The following problem, which I reported for kernel 2.6.18-rc1 on my
development machine
Dell OptiPlex GX110
uname -a = Linux gx110 2.6.18-rc7-noinitrd #1 PREEMPT Thu Sep 14
15:13:38 CEST 2006 i686 i686 i386 GNU/Linux
933 MHz Pentium III processor, i810 chipset, 512 MB RAM
distribution SuSE 10.0, syslog-ng 1.6.8, klogd 1.4.1, Xorg X11 6.8.2
still exists with 2.6.18-rc7:
While X is running, output from printk() appears in syslog (eg.
/var/log/messages) only after a key is pressed on the system keyboard,
even though it is visible with dmesg immediately.
Additional observations:
- The problem is *not* present with 2.6.17.* or earlier kernels.
- The problem *is* present with 2.6.18-rc*-mm* kernels.
- The problem disappears if the X server is terminated (telinit 3) and
reappears if the X server is started again (telinit 5).
- Syslog messages from userspace programs are not affected by the delay.
- No messages are lost, all appear eventually, though possibly hours
or days later, depending on how long nobody touches the keyboard.
- It doesn't matter which key is pressed; even pressing a shift key all
by its own is sufficient to make the missing messages appear.
- I couldn't find any other action that would release the messages;
neither mouse movements or clicks, nor waiting up to 24 hours, not
even logging in via ssh from another machine and compiling a Linux
kernel. ;-)
- The effect can be clearly observed by the difference between the
kernel's own timestamps and those by syslogd; an extreme example:
Sep 16 14:11:16 gx110 kernel: [18729.057746] gigaset: unblocking all
channels
Sep 16 14:11:16 gx110 kernel: [18729.057765] gigaset: searching
scheduled commands
Sep 16 14:11:16 gx110 kernel: [86033.298803] gigaset: received response
(8 bytes): ^M^JZLOG^M^J
Sep 16 14:11:16 gx110 kernel: [86033.298898] bas_gigaset: cmd_loop: End
of Command (0 Bytes)
Please let me know if I can help in any way with locating the cause of
this annoying phenomenon.
Thanks
Tilman
--
Tilman Schmidt E-Mail: [email protected]
Bonn, Germany
Diese Nachricht besteht zu 100% aus wiederverwerteten Bits.

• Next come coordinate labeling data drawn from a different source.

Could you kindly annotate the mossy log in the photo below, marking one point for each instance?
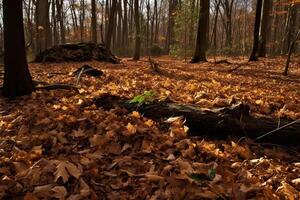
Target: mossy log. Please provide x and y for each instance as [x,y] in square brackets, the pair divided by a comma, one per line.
[220,123]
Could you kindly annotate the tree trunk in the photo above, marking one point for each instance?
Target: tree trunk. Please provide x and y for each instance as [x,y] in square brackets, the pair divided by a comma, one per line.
[137,48]
[94,22]
[265,27]
[17,79]
[253,56]
[111,24]
[125,26]
[171,24]
[43,26]
[54,23]
[291,49]
[82,20]
[202,35]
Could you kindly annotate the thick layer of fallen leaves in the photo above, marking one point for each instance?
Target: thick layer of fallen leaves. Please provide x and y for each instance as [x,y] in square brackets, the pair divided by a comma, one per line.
[53,145]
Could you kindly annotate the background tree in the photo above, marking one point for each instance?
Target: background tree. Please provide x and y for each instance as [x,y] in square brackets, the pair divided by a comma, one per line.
[94,21]
[17,79]
[137,48]
[202,35]
[253,56]
[265,27]
[43,39]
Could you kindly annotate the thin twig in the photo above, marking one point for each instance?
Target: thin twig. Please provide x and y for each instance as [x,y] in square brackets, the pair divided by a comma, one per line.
[277,129]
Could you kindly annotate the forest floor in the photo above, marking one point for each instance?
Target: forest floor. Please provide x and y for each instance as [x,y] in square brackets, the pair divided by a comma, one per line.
[55,145]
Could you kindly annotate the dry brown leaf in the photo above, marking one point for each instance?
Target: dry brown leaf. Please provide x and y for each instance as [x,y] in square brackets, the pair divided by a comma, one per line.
[65,169]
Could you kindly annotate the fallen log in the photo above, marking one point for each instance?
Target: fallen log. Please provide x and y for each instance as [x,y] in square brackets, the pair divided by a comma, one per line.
[88,70]
[233,121]
[77,53]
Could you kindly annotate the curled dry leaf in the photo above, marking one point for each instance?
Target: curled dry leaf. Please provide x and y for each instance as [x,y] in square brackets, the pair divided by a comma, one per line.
[64,169]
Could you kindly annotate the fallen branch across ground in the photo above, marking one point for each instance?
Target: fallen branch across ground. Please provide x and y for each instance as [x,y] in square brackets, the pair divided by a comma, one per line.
[57,87]
[215,122]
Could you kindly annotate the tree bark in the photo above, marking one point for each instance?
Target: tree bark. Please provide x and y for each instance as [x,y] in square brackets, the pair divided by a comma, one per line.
[111,24]
[202,35]
[94,22]
[43,26]
[17,79]
[253,56]
[137,48]
[265,27]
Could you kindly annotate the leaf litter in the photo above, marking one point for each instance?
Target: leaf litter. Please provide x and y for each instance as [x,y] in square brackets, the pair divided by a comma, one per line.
[55,146]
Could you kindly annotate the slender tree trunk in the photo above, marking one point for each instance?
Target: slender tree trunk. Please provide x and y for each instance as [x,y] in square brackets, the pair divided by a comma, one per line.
[202,35]
[191,31]
[253,56]
[125,25]
[291,49]
[54,24]
[137,48]
[171,24]
[215,25]
[111,24]
[17,79]
[43,26]
[265,27]
[82,20]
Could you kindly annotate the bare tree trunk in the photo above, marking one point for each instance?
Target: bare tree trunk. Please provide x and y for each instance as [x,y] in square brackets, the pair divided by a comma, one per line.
[82,20]
[111,24]
[253,56]
[291,49]
[265,27]
[43,25]
[125,25]
[171,23]
[202,35]
[17,79]
[137,48]
[59,7]
[94,22]
[54,24]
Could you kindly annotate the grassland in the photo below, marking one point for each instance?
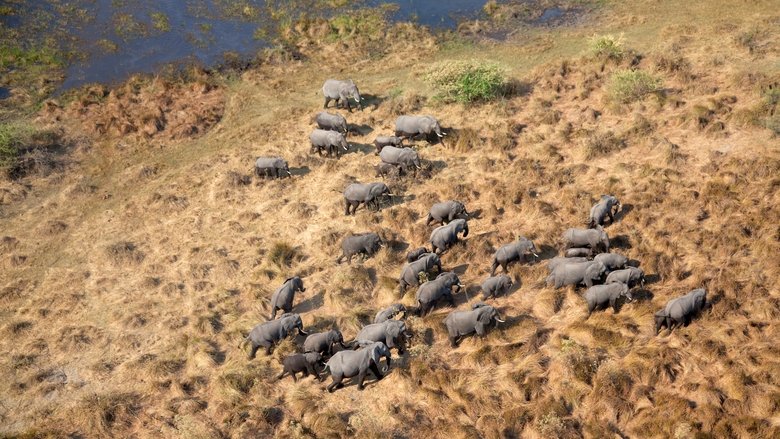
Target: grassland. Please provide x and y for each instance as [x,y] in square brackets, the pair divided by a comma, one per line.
[131,271]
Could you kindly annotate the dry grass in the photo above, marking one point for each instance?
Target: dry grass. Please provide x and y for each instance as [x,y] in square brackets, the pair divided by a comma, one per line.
[128,279]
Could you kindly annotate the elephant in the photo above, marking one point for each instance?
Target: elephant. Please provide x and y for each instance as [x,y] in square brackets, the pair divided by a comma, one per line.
[409,274]
[270,333]
[273,166]
[341,92]
[332,122]
[390,312]
[593,238]
[512,252]
[612,260]
[460,323]
[629,276]
[446,212]
[391,332]
[444,237]
[416,253]
[412,126]
[323,342]
[368,193]
[495,286]
[403,158]
[430,292]
[364,244]
[382,141]
[679,311]
[599,296]
[602,209]
[306,363]
[284,295]
[576,273]
[347,364]
[555,262]
[330,141]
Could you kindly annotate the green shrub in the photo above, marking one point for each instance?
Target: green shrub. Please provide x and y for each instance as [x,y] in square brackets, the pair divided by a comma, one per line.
[626,86]
[467,81]
[607,47]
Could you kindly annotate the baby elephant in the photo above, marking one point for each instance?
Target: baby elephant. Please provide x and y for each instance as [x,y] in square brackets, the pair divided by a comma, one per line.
[306,363]
[495,286]
[599,296]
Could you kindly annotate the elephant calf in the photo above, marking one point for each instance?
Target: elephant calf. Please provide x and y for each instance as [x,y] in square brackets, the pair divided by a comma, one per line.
[460,323]
[495,286]
[599,296]
[348,364]
[366,244]
[444,237]
[512,252]
[432,291]
[306,363]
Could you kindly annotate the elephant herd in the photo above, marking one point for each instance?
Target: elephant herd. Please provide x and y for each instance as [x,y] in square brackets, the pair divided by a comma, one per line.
[587,261]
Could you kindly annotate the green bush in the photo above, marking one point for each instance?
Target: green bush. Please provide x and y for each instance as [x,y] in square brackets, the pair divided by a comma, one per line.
[467,81]
[626,86]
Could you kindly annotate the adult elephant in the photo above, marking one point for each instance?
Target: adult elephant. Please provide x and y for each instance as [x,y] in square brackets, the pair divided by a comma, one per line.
[348,364]
[432,291]
[268,334]
[367,193]
[341,92]
[391,332]
[444,237]
[283,297]
[411,126]
[512,252]
[460,323]
[410,272]
[272,166]
[446,212]
[404,158]
[329,141]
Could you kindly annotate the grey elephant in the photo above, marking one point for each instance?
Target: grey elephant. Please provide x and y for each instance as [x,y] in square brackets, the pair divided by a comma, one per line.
[392,333]
[444,237]
[404,158]
[495,286]
[681,310]
[283,297]
[348,364]
[306,363]
[599,296]
[390,312]
[341,92]
[412,126]
[332,122]
[630,276]
[423,264]
[328,141]
[323,342]
[612,260]
[268,334]
[593,238]
[512,252]
[272,166]
[366,244]
[576,273]
[477,320]
[603,209]
[432,291]
[446,212]
[370,194]
[415,254]
[382,141]
[557,261]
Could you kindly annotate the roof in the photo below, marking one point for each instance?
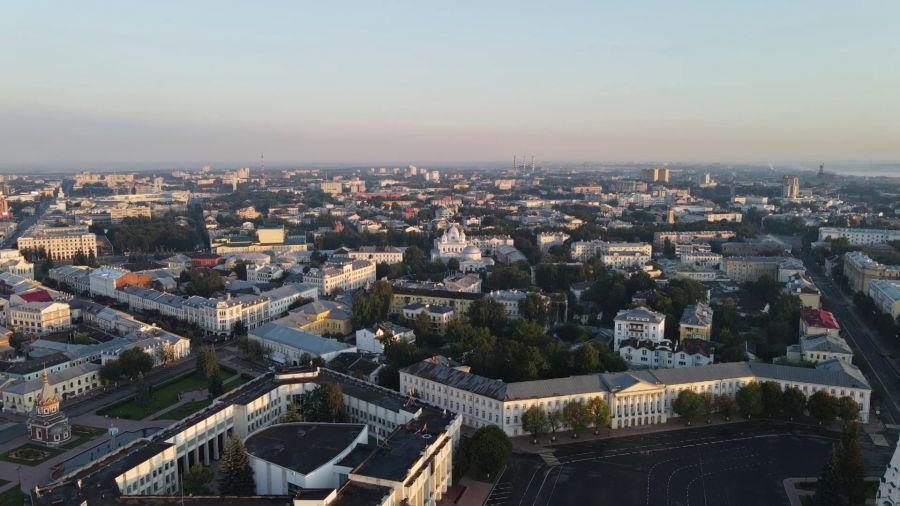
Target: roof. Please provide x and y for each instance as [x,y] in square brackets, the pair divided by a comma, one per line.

Ungeoeffnet mindestens haltbar bis: (siehe Rueckseite)
On Sat, 2006-09-16 at 14:45 +0200, Tilman Schmidt wrote:
> The following problem, which I reported for kernel 2.6.18-rc1 on my
> development machine
> Dell OptiPlex GX110
> uname -a = Linux gx110 2.6.18-rc7-noinitrd #1 PREEMPT Thu Sep 14
> 15:13:38 CEST 2006 i686 i686 i386 GNU/Linux
> 933 MHz Pentium III processor, i810 chipset, 512 MB RAM
> distribution SuSE 10.0, syslog-ng 1.6.8, klogd 1.4.1, Xorg X11 6.8.2
> still exists with 2.6.18-rc7:
>
> While X is running, output from printk() appears in syslog (eg.
> /var/log/messages) only after a key is pressed on the system keyboard,
> even though it is visible with dmesg immediately.
>
> Additional observations:
> - The problem is *not* present with 2.6.17.* or earlier kernels.
> - The problem *is* present with 2.6.18-rc*-mm* kernels.
> - The problem disappears if the X server is terminated (telinit 3) and
> reappears if the X server is started again (telinit 5).
> - Syslog messages from userspace programs are not affected by the delay.
> - No messages are lost, all appear eventually, though possibly hours
> or days later, depending on how long nobody touches the keyboard.
> - It doesn't matter which key is pressed; even pressing a shift key all
> by its own is sufficient to make the missing messages appear.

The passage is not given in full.